Apple doesn't even make the most reliable hardware.

Also note that most new apple devices are effectively unfixable in the event of failure.

And honestly--defragging the hard drive? Who's stuck in the '90s now?


----------



## financialnoob

FP: You should check both of your existing monitors. Do they have other ports in? Sometimes monitors have multiple options, even if they only ship with the VGA cable. If it has an HDMI port, then you wouldn't even have to replace one of the monitors.

I think people do get a bit carried away with Apple products. They are better for some people, but not for everyone, and they have an incredible price premium associated with them which can run anywhere from $300 to $1,000 depending on the product. Apple makes perfect products for some people, but quite frankly, it is absolutely terrible for others. It really comes down to need and usage. I would never recommend only a PC or only a Mac or only Linux; depends on each specific individual.


----------



## indexxx

andrewf said:


> indexx, that is not typical. Your PC failed more often than usual and your mac failed less often than usual (yes, Macs fail).
> 
> Apple doesn't even make the most reliable hardware.
> 
> Also note that most new apple devices are effectively unfixable in the event of failure.
> 
> And honestly--defragging the hard drive? Who's stuck in the '90s now?


My wife has had nothing but trouble with her PC also. And I always had to defrag my drive- this was a computer I bought in 2003, not the 90's- of course now the thing is basically unusable so it's a moot point. Just speaking from my experience and that of every Mac user I personally know. But to each their own of course! If it works for you, more power to it.


----------



## ShannonC

bgc_fan said:


> Generally speaking, a tablet should not be considered a laptop replacement, despite all the marketing to do so. Adding a bluetooth keyboard does not generally do the trick. However, if you plan on doing a lot of word writing on it, you should check out the bluetooth keyboards to see how well you like typing with them. If you have large hands, you can find the reduced keyboard size a pain.

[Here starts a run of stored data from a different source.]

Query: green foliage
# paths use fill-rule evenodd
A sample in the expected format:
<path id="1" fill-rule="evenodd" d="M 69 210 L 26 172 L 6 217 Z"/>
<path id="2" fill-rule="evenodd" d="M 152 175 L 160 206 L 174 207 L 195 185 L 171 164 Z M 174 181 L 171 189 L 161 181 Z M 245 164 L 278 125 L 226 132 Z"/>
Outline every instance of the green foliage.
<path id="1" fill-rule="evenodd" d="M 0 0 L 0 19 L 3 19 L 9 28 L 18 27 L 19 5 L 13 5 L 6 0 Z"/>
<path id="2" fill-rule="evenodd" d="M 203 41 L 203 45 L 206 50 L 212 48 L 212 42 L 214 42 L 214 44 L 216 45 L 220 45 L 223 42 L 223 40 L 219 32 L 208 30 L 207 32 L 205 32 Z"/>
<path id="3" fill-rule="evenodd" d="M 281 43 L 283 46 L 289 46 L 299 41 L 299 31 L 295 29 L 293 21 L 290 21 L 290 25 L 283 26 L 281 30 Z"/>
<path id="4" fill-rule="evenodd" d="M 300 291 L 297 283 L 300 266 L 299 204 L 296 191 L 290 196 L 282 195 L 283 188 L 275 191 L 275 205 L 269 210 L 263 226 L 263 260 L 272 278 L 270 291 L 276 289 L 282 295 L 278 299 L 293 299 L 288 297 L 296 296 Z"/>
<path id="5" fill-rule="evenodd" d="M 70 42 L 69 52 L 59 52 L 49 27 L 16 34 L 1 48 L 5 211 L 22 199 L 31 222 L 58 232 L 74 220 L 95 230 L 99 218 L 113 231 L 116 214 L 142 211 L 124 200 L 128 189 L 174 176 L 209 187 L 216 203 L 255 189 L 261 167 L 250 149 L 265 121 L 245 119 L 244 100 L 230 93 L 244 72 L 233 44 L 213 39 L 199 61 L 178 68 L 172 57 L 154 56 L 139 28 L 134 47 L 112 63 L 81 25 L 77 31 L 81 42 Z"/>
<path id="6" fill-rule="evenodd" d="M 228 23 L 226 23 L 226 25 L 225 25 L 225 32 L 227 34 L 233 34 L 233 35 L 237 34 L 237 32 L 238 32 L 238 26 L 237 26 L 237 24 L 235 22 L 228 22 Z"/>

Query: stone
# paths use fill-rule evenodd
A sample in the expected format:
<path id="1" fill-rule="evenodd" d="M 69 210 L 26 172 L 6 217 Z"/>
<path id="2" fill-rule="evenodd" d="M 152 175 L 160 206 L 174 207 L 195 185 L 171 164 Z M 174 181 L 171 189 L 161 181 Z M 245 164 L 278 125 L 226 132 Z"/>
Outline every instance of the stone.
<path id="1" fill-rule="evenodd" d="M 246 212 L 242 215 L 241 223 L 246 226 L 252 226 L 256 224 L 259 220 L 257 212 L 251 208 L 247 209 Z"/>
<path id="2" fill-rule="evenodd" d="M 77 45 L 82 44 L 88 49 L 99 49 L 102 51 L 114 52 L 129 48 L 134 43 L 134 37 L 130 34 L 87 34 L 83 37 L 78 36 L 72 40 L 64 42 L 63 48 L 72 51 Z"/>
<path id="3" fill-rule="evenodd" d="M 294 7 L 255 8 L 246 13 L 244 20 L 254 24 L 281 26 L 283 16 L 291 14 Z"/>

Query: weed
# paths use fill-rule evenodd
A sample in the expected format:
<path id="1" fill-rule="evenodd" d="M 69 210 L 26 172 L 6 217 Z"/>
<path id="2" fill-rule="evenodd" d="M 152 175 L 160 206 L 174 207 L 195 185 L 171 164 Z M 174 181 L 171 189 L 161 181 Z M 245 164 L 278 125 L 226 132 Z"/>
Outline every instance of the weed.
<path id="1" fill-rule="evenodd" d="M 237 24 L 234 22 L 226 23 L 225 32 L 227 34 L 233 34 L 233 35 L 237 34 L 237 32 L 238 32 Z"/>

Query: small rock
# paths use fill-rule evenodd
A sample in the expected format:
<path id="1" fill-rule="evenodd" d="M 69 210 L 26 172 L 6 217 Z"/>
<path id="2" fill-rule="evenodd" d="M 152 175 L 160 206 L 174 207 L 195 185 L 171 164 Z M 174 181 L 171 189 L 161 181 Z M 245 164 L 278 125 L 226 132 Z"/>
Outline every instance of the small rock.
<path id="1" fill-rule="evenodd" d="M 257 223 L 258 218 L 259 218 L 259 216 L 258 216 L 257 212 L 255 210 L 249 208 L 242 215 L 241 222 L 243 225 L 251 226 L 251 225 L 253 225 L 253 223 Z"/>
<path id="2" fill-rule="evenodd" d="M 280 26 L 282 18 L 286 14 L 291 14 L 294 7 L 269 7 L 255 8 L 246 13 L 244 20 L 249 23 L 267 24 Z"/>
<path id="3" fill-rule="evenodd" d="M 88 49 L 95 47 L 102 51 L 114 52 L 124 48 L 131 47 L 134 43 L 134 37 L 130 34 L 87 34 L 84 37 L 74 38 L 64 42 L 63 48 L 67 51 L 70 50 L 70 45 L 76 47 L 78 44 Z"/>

That should be your first consideration before continuing forward.
> 
> Otherwise, are battery life and weight critiical issues? Tablets are meant for content consumption (browsing internet, reading files) and not really for content production (writing up word documents). If you want a laptop, sometimes a laptop is what you should get. Think about how you plan on using it as well, tablets, unless they have a really good docking system, tend to be handheld, or used at a table/desk. They can be finicky on being used on your lap.
> 
> But, YMMV as always.


Thanks for the replies. Yeah, I would definitely invest in the bluetooth keyboard and mouse for sure, that would be a given. I did read about size though so would try it out. Mostly I'd be using it at a table...not so much on my lap. I just like that they're smaller and so lightweight, so it's easier to take with me wherever I'm going (out to coffee shops to work, etc). My laptop is much bigger and clunky (I have a HP Pavillion). The smaller screen is a good point as well... that could be a bit frustrating. 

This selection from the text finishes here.